Examples of the polymer polyol (a21) include polyether polyol (a211), polyester polyol (a212), and polycarbonate polyol (a213).
Mn of (a21) is usually 400 to 5,000, preferably 500 to 5,000, and more preferably 1,000 to 3,000, from the viewpoint of the physical properties of the dried coating film.

  Examples of the polyether polyol (a211) include aliphatic polyether polyols and aromatic ring-containing polyether polyols.

  Aliphatic polyether polyols include aliphatic low molecular weight active hydrogen atom-containing compounds (divalent to octavalent or higher aliphatic polyhydric alcohols having a hydroxyl equivalent weight of 30 to 150 and primary or as active hydrogen atom-containing groups. An alkylene oxide (hereinafter abbreviated as AO) adduct of a compound containing a secondary amino group can be used.
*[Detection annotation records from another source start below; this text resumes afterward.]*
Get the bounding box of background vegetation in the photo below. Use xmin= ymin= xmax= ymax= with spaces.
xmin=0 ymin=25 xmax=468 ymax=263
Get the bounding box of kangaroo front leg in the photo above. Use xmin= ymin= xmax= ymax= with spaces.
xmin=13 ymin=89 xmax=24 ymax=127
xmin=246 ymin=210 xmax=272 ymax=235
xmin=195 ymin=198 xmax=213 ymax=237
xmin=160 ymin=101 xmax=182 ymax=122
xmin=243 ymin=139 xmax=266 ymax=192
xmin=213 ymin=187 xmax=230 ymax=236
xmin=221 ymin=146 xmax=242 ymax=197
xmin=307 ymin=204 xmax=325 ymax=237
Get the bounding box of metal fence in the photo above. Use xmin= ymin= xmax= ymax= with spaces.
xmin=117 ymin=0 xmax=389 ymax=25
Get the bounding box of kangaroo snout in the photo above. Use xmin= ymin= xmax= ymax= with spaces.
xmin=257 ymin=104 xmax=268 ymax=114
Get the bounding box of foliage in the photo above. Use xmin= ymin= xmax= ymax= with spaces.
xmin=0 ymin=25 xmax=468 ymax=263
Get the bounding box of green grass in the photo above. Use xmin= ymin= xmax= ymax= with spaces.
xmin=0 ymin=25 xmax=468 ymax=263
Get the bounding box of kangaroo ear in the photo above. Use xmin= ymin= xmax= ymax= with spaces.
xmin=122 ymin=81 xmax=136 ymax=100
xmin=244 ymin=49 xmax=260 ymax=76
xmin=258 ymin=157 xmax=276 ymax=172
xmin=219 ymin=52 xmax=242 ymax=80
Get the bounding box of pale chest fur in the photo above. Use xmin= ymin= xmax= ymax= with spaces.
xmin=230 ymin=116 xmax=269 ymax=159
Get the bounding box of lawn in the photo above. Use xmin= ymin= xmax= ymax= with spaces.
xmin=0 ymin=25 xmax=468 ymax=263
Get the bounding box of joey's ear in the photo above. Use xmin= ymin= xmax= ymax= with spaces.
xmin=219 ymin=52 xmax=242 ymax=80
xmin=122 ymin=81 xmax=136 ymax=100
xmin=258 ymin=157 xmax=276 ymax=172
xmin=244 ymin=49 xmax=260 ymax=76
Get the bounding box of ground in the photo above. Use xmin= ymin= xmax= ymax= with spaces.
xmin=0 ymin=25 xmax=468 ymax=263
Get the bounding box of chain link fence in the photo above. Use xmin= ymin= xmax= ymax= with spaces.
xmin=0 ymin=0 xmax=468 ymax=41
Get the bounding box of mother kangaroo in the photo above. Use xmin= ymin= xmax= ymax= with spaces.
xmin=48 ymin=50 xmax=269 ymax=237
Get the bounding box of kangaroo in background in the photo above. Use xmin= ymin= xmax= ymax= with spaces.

  Examples of the aliphatic polyhydric alcohol to which AO is added include linear or branched aliphatic dihydric alcohols [(di) ethylene glycol, (di) propylene glycol, 1,2-, 1,3-, 2,3- Or 1,4-butanediol, neopentyl glycol, 3-methyl-1,5-pentanediol, 1,6-hexanediol, 2-methyl-1,8-octanediol, 1,9-nonanediol and 1,12 -Dodecanediol etc.], alicyclic dihydric alcohol [low molecular diol having a cyclic group, such as described in JP-B No. 45-1474], aliphatic trihydric alcohol [glycerin, trimethylolpropane, trialkanolamine, etc. And aliphatic tetravalent or higher alcohol [pentaerythritol, diglycerin, triglycerin, dipentaerythritol Sorbitol, sorbitan and sorbide, etc.] and the like.

  Examples of the compound containing a primary or secondary amino group to which AO is added include alkyl (C1-12) amine and (poly) alkylene polyamine (C2-6 of alkylene group, number of alkylene groups 1 to 4 and amine). 2-5) etc. are mentioned.

  As the aromatic ring-containing polyether polyol, an AO adduct of an aromatic low molecular weight active hydrogen atom-containing compound (divalent to octavalent or higher phenol having a hydroxyl group equivalent of 30 to 150 or higher) can be used. .

  Examples of phenols to which AO is added include hydroquinone, catechol, resorcin, bisphenol A, bisphenol S and bisphenol F, and examples of aromatic amines include aniline and phenylenediamine.

  As AO used for manufacture of an AO adduct, C2-12 or more AO, for example, ethylene oxide (hereinafter abbreviated as EO), propylene oxide (hereinafter abbreviated as PO), 1,2-, 2,3- Alternatively, 1,3-butylene oxide, tetrahydrofuran (THF), α-olefin oxide, styrene oxide, epihalohydrin (such as epichlorohydrin) and a mixture of two or more of these can be given.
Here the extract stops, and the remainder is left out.